Re: Half-serious quest for prefix anonymous refs taking
by ysth (Canon) on May 30, 2008 at 05:54 UTC

      I personally believe it's frightening! ++

      But seriously: I know my quest was claimed to be half-serious to start with, however it seems nobody let their fantasy fly and suggest some damned syntax for these beasts... C'mon guys! ;)

      --
      If you can't understand the incipit, then please check the IPB Campaign.
Re: Half-serious quest for prefix anonymous refs taking
by TGI (Parson) on May 30, 2008 at 00:45 UTC

    This looks like a job for prototypes. No, really :).

    use strict; use warnings; use Data::Dumper; sub mkcref (@) { my @closed = @_; return sub { @closed}; } sub mkaref (@) { return [@_]; } sub mkhref (%) { if ( @_%2 ) { warn "Odd number of elements in mkhref"; return { @_, undef }; } else { return {@_}; } } my $foo = mkaref 1,2,3,qw(a b c); print Dumper $foo; my $bar = mkhref a => 1, b => 2, 3; print Dumper $bar;

    I left it off mksref, because I wasn't sure how it should behave. It's an odd one.


    TGI says moo

      I left it off mksref, because I wasn't sure how it should behave. It's an odd one.

      I personally believe it should either complain if anything but exactly one argument is passed to it, or try to do something smart in that case, as I tried to, in my example. Another possibility would have been for it to return \[@_] but that would leave with two levels of indirection which is not consistent with the one argument case; further, it would amount to mksref mkaref LIST, so it doesn't make much sense.

      Another possibility that springs to mind is the following: if there were an anonymous (circumfix) scalar ref constructor, it would impose scalar context to its arguments. Thus it should behave as follows:

      sub mksref { my $x = +(@_)[-1]; \$x }
      This looks like a job for prototypes. No, really :).

      I can't see how prototypes could help there:

      sub mkcref (@) { my @closed = @_; return sub { @closed}; } sub mkaref (@) { return [@_]; }

      The @ prototype does not do anything useful, since it just says that the arguments are an arbitrary list, which is the default anyway.

      sub mkhref (%) { if ( @_%2 ) { warn "Odd number of elements in mkhref"; return { @_, undef }; } else { return {@_}; } }

      There's not a % prototype that I know of. There's a \% one which does something entirely different. If there were I believe it should simply do the evenness check you're doing yourself.

      Said this, my own version of mkhref() did something different: took a list and returned a hashref with the elements of that list as keys, and undef values.
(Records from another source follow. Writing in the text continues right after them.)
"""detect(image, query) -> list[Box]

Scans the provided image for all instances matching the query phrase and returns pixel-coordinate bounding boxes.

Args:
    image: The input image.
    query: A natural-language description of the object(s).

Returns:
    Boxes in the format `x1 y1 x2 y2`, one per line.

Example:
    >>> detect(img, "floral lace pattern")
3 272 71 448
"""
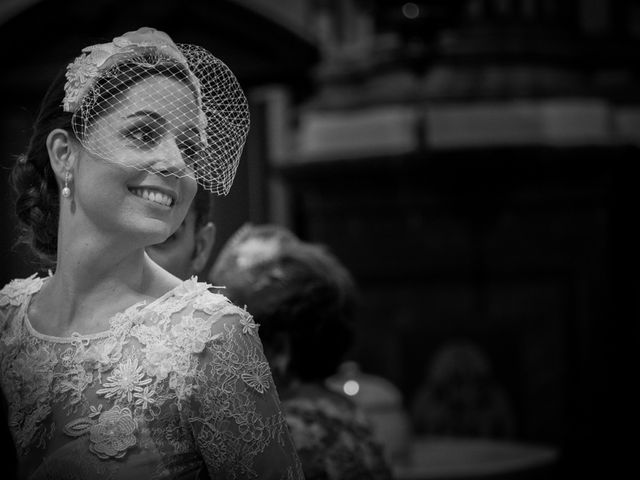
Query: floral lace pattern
63 27 189 113
0 276 303 479
89 406 137 459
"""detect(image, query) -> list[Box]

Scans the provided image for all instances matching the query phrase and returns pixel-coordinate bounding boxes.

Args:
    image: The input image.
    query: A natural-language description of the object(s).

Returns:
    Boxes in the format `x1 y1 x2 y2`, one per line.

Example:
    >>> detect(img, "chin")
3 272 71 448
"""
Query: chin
126 219 177 247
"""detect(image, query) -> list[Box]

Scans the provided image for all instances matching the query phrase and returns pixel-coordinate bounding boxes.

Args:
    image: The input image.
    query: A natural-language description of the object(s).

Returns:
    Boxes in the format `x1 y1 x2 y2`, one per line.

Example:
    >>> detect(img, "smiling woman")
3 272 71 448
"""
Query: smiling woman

Given that these subs are supposed to be prefix alternatives to the circumfix [ ], { } and sub { } constructors, and to the non existant scalar ref one, my sub is certainly stupid and yours does the Right Thing™. But in the same vein, I would leave to perl to do its job of checking (if warnings are enabled) evennes:

      sub mkhref { {@_} }
      --
      If you can't understand the incipit, then please check the IPB Campaign.

        Update: As blazar so kindly pointed out, the (@) prototype is indeed meaningless. It just goes to show how useful it is to reread the docs every once in a while. I'd filed away the fact that prototypes let you do cool stuff and omit parens. Which they do, but not in the way that I understood it at the time I first read the docs.

        Reread the docs from time to time. It's amazing what you can learn!

        Back to my regularly scheduled foolishness...


        The % and @ prototypes do the same thing--eat an entire list. Your suggestion that it should check for evenness is very good. It's in my battered old copy of Perl in a Nutshell, it works, but I don't see it in perlsub--interesting...

        I used the % prototype despite its identicalness with @ just to clearly show my intentions--that is mkhref wants a hash. I'm not sure about that decision now, since it turns out to be a partially documented feature :).

        The prototypes allow you to skip your parentheses, which makes the sub act more like a built-in. Since you said you wanted a built-in, I thought I'd fake it as well as can be done.

        mkaref( 1..9 ); # becomes mkaref 1..9;

        In a module, I'd have mkhref check for warnings, with $^W. If on, it should carp, that way the error refers to the "right" line of code.